The result is that Optiv One is designed to drive the same level of visibility that solution providers would expect from their vendor partners, executives said.

In the fast-moving and highly complex security market, trust is everything when it comes to partnerships between security vendors and solution providers, said Chari Rhoades-Schambari, vice president for Americas channel and partner sales at Sunnyvale, Calif.-based Proofpoint.

And the level of transparency in the Optiv One program, she said, is “not something you often see from partners—especially partners of their size.”

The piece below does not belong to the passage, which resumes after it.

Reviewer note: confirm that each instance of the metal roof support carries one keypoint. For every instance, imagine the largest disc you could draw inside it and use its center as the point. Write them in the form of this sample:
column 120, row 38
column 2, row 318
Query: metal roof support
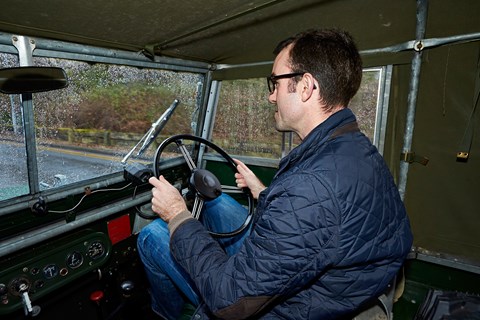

Solidifying the partnerships in this way is also important for Optiv given the inevitable pressure from some customers to go direct with their vendor and cut out the partner, Palo Alto Networks’ Raymond said.

One such situation arose recently, where Palo Alto Networks received a request from a large enterprise customer to go direct and bypass Optiv, Hurley said.

“The team [at Palo Alto Networks] pushed back and said, ‘No, we won’t do this business direct. We will take it through Optiv. They are our partner of choice,’” he said. “We’ve seen that over and over again.”

Likewise, the leadership team at Optiv has played a crucial role in setting the right tone for driving joint growth in security with customers, vendor executives said.

Lynch has demonstrated deep “CEO-level commitment,” and is very up front and specific “about what we represent to him and what he’s able to do for us,” CrowdStrike’s Bernard said. Recognition for Lynch’s execution at Optiv included his capturing of the Best Solution Provider CEO of the Year award as part of the inaugural 2025 CRN Best of the Channel Awards.

Meanwhile, Optiv’s hire in 2024 of industry veteran Hurley “has been a game-changer for them,” Bernard said. “Keeping this organization together—maintaining that consistency across the whole country [while] growing—is not easy.”

Major growth milestones at Optiv included becoming the first solution provider to reach $1 billion in cumulative sales with CrowdStrike in 2023, before going on to surpass the $1 billion sales mark with Proofpoint in 2025.

The company is also routinely recognized with industry accolades, including 2025 Partner of the Year awards from Google Cloud, which named Optiv its North America Partner of the Year, as well as CrowdStrike, Palo Alto Networks, Zscaler, SailPoint and Proofpoint.

On the whole, Optiv’s push to strengthen its vendor partnerships with its new program and deepened commitments should pay increasing dividends as the AI push accelerates, executives said.

Optiv’s North Star with its vendor partners right now is “truly working as an ecosystem [and being] committed to one another,” Lynch said. “You could say it’s the purest manifestation of a partnership.”